Resultados Un resultado positivo para el test de niacina se evidencia por la aparición de color amarillo en el extracto de la muestra y en el control positivo; la ausencia de color en el control negativo. Precauciones

• Únicamente cultivos de 3 a 4 semanas de crecimiento con al menos 50 a 100 colonias deben usarse en el test de producción de niacina. Una menor cantidad de colonias puede dar resultados negativos o dudosos. • No deben utilizarse cultivos contaminados. • Deben observarse las precauciones para el manejo de Mycobacterium tuberculosis al realizar ésta prueba. • Los tubos tapados deben ser autoclaveados después de completar la prueba. Limitaciones Aunque un resultado fuertemente positivo para el test de niacina en micobacterias no cromogénicas, es altamente indicativo de Mycobacterium tuberculosis se considera únicamente una identificación preliminar de este organismo. La identificación completa y final de Mycobacterium tuberculosis y otras micobacterias clínicamente significativas se basa en los resultados obtenidos en una batería de información que incluye test bioquímicos, patrones de susceptibilidad antibiótica y características morfológicas.

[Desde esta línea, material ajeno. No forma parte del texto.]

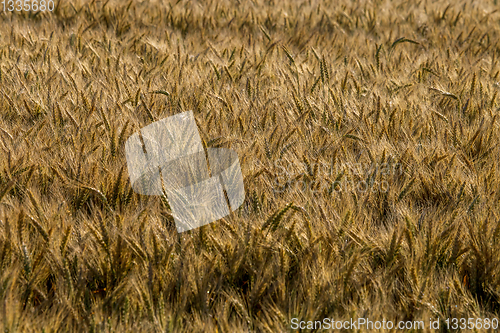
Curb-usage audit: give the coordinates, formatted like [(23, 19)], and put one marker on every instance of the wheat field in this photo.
[(367, 133)]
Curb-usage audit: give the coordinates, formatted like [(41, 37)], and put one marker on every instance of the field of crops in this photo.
[(367, 133)]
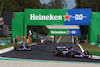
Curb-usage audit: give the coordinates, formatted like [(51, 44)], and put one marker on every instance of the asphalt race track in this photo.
[(45, 52)]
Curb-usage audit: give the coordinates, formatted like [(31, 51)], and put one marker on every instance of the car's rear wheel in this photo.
[(71, 54)]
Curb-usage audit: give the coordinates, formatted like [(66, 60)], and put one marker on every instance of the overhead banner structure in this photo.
[(57, 16), (48, 17), (68, 32)]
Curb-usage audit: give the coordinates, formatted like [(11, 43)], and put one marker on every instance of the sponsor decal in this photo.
[(69, 32), (47, 17)]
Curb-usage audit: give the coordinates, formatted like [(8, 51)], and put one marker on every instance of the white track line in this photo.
[(59, 39), (93, 56)]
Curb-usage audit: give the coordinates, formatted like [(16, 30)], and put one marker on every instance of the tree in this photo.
[(57, 4), (19, 5), (93, 4)]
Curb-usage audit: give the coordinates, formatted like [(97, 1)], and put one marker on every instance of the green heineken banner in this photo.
[(57, 16), (68, 32), (3, 43)]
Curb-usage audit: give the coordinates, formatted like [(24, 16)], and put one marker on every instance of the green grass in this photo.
[(10, 45), (93, 49)]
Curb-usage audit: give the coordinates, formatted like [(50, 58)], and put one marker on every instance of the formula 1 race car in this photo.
[(58, 50), (70, 52), (22, 47), (42, 41)]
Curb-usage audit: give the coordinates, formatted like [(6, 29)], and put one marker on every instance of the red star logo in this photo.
[(67, 17), (68, 32)]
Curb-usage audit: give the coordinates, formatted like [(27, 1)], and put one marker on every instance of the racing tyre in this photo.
[(71, 54), (86, 52)]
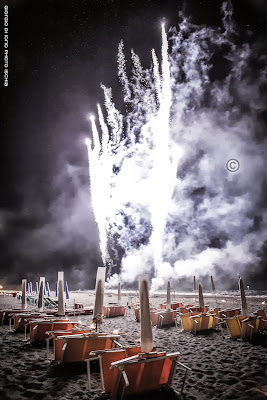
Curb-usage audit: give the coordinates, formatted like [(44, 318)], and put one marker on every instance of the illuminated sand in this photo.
[(221, 368)]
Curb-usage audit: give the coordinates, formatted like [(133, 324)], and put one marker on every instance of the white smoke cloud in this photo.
[(203, 218)]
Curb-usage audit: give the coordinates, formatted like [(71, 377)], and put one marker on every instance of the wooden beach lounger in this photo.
[(250, 326), (234, 325), (77, 348), (105, 358), (58, 341), (263, 319), (113, 311), (39, 328), (174, 306), (202, 322), (142, 373), (5, 315)]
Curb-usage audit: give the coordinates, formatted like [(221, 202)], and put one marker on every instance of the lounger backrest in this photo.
[(206, 322), (78, 349), (234, 326), (144, 376), (249, 327), (41, 327), (111, 375), (58, 340), (166, 318), (187, 322)]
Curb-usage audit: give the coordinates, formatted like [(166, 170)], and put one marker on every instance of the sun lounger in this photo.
[(174, 306), (77, 348), (38, 328), (5, 315), (216, 313), (249, 327), (234, 325), (142, 373), (263, 319), (202, 322), (105, 358), (113, 311), (137, 312), (229, 313), (187, 322), (58, 341), (21, 320)]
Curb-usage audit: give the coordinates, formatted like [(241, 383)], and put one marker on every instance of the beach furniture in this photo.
[(38, 328), (263, 319), (113, 311), (229, 313), (216, 314), (6, 314), (105, 358), (202, 322), (174, 306), (250, 326), (77, 348), (22, 319), (142, 373), (58, 342), (163, 318)]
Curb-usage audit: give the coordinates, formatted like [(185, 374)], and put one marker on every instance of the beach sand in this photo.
[(222, 368)]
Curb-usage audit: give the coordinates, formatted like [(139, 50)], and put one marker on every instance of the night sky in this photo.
[(59, 53)]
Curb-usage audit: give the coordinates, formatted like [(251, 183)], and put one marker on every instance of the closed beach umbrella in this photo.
[(48, 289), (41, 295), (67, 290), (119, 293), (146, 328), (213, 288), (23, 295), (243, 299), (168, 296), (195, 287), (200, 296), (99, 295), (61, 303)]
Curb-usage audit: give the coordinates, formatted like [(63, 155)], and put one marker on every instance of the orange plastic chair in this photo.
[(77, 348), (143, 372)]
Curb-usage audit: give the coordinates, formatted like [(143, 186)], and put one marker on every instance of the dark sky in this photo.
[(59, 53)]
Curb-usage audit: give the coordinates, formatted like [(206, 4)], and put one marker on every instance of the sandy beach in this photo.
[(222, 368)]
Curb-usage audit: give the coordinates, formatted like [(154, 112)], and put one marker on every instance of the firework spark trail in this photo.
[(164, 223)]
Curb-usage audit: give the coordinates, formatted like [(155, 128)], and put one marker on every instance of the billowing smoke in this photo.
[(164, 200)]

Revista No. 1 Enero - Marzo 2016 Clinica de Enfermedades Infecciosas Hospital Roosevelt ISSN 2415-251X

Pág. 90

Se considera que los medios de cultivo desarrollados en medios a base de huevo son los que producen los resultados más homogéneos, se obtienen resultados satisfactorios con agar de Middlebrook y Cohn suplementado con ácido aspártico al 0.1 %.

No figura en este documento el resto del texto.